Phase diagram showing the number of minima in the potential for various values of the relative intensity $p$ and separation $D$; circles correspond to one minimum, vertical lines correspond to two minima, and crosses correspond to more than two minima. The forms of the potential at different points in the $p$-$D$ plane marked by $A\cdots L$ are shown in the bottom panels. In the top panel $D$ is plotted in units of $\lambda$.

Figure 2

(a) The experimental setup. A 1064 nm laser beam is used to form optical traps. The incident wave front is phase modulated using an SLM to form multiple traps. The sample consists of 5 $\mu$m silica microspheres in an aqueous environment. (b) and (c) Holograms generated using the Gerchberg-Saxton algorithm to create single optical traps. (d) Hologram obtained by combining (b) and (c) at a pixel fraction, $p=0.5$, using the random masking algorithm. The holograms are grayscale images (false color in the online version has been used for clarity). (e), (f), and (g) The corresponding simulated intensity profiles obtained by taking the Fourier transform of unit amplitude complex numbers corresponding to the phase in the holograms.

Figure 3

Motion of the particle as the relative intensity between the two traps is changed for separations $D\lambda$$=$ 1.5, 3.6, and 5 $\mu$m is shown in (a), (b) and (c), respectively. The onward run is shown as squares (black), while the return run is shown by circles (gray). (d)–(f) The corresponding bottom panels are the curves obtained from numerical calculations for identical parameters. The inset in (a) shows the position as a function of time as $p$ is changed from 0.62 to 0.63. The corresponding change in position is 40 nm.

Figure 4

The force-displacement curve for optical tweezers obtained from $x$ vs $p$ curves shown in Fig. 3 using the method described in the text is shown by circles connected with straight line segments. The scatterplot in the inset shows the power spectrum of fluctuation in position in the configuration $p=0$. The solid line is a Lorentzian fit to the data, giving a corner frequency of 12 Hz. Using this, we calculate the small displacement limit (dotted line) of optical trap stiffness, which has been used to provide the physical scale to the experimentally obtained force-displacement curve. The curve obtained from numerical calculations employing scattering theory is shown as a solid line.

Figure 5

(a) Hysteresis loops done at three different time rates.
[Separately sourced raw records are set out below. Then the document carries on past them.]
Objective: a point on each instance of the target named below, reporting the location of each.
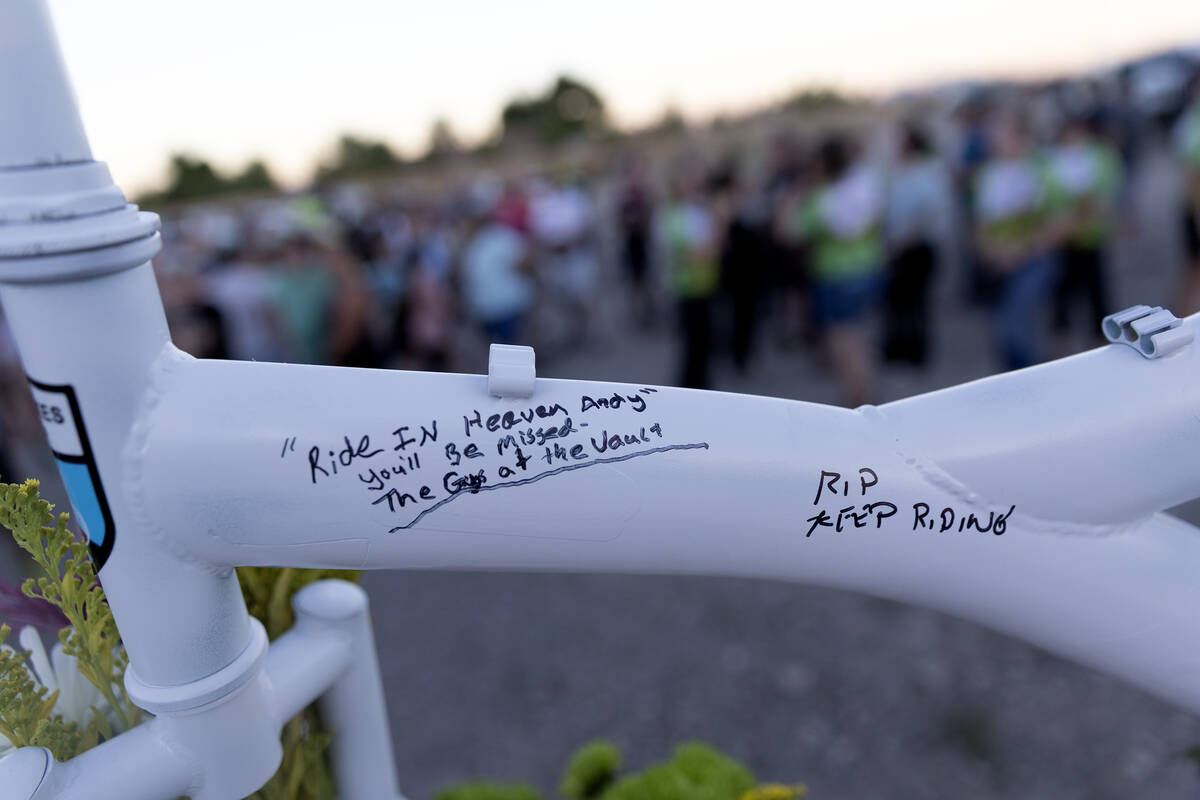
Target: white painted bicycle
(1025, 501)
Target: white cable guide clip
(510, 371)
(1151, 331)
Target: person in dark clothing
(634, 217)
(689, 233)
(915, 208)
(745, 256)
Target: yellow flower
(775, 792)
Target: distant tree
(255, 178)
(816, 98)
(670, 122)
(565, 109)
(358, 156)
(443, 140)
(190, 178)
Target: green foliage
(695, 773)
(565, 109)
(304, 773)
(591, 770)
(268, 591)
(489, 791)
(27, 710)
(67, 581)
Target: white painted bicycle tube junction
(1026, 501)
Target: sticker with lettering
(59, 410)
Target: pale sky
(232, 79)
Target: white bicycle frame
(1026, 501)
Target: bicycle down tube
(1026, 501)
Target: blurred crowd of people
(821, 238)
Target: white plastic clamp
(1152, 331)
(510, 371)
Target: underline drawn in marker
(534, 479)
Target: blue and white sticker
(59, 411)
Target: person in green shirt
(840, 223)
(1087, 170)
(1187, 146)
(1019, 223)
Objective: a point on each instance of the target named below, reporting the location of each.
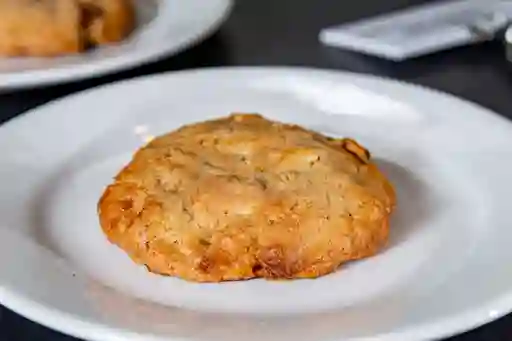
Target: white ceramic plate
(165, 27)
(446, 269)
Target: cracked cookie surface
(242, 197)
(46, 28)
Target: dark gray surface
(284, 32)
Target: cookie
(106, 21)
(39, 28)
(243, 197)
(45, 28)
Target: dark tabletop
(284, 32)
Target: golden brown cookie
(39, 28)
(243, 197)
(55, 27)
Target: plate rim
(110, 65)
(61, 321)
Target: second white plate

The solid, dashed, dash-dotted lines correspond to 0.5, 5, and 50 mHz, respectively. The width of the hysteresis loop $\delta p$ increases with increasing rate, as shown in the inset, implying a finite role of temperature. (b) The trap stiffness $k_{\mathrm{opt}}$ obtained from thermal fluctuations in position as a function of $p$ for $D\lambda$$=$ 5 $\mu$m. Only the return part of the cycle is shown.

Figure 6

(a) Time series of the position in the presence of an oscillatory perturbation at 1 Hz in the configuration $D\lambda =4$ $\mu$m and $p=0.50$. (b) The spatial distribution of the residence time obtained from the data shown in (a) normalized with the total time of measurement. The bottom panel shows similarly obtained distributions of the residence time for $p=0.43,0.46,0.50,0.53,0.59$, respectively. The dumbbell shaped distribution in any one potential minimum is a consequence of the fact that in a sinusoidal oscillation a particle spends more time towards the extreme than in the center.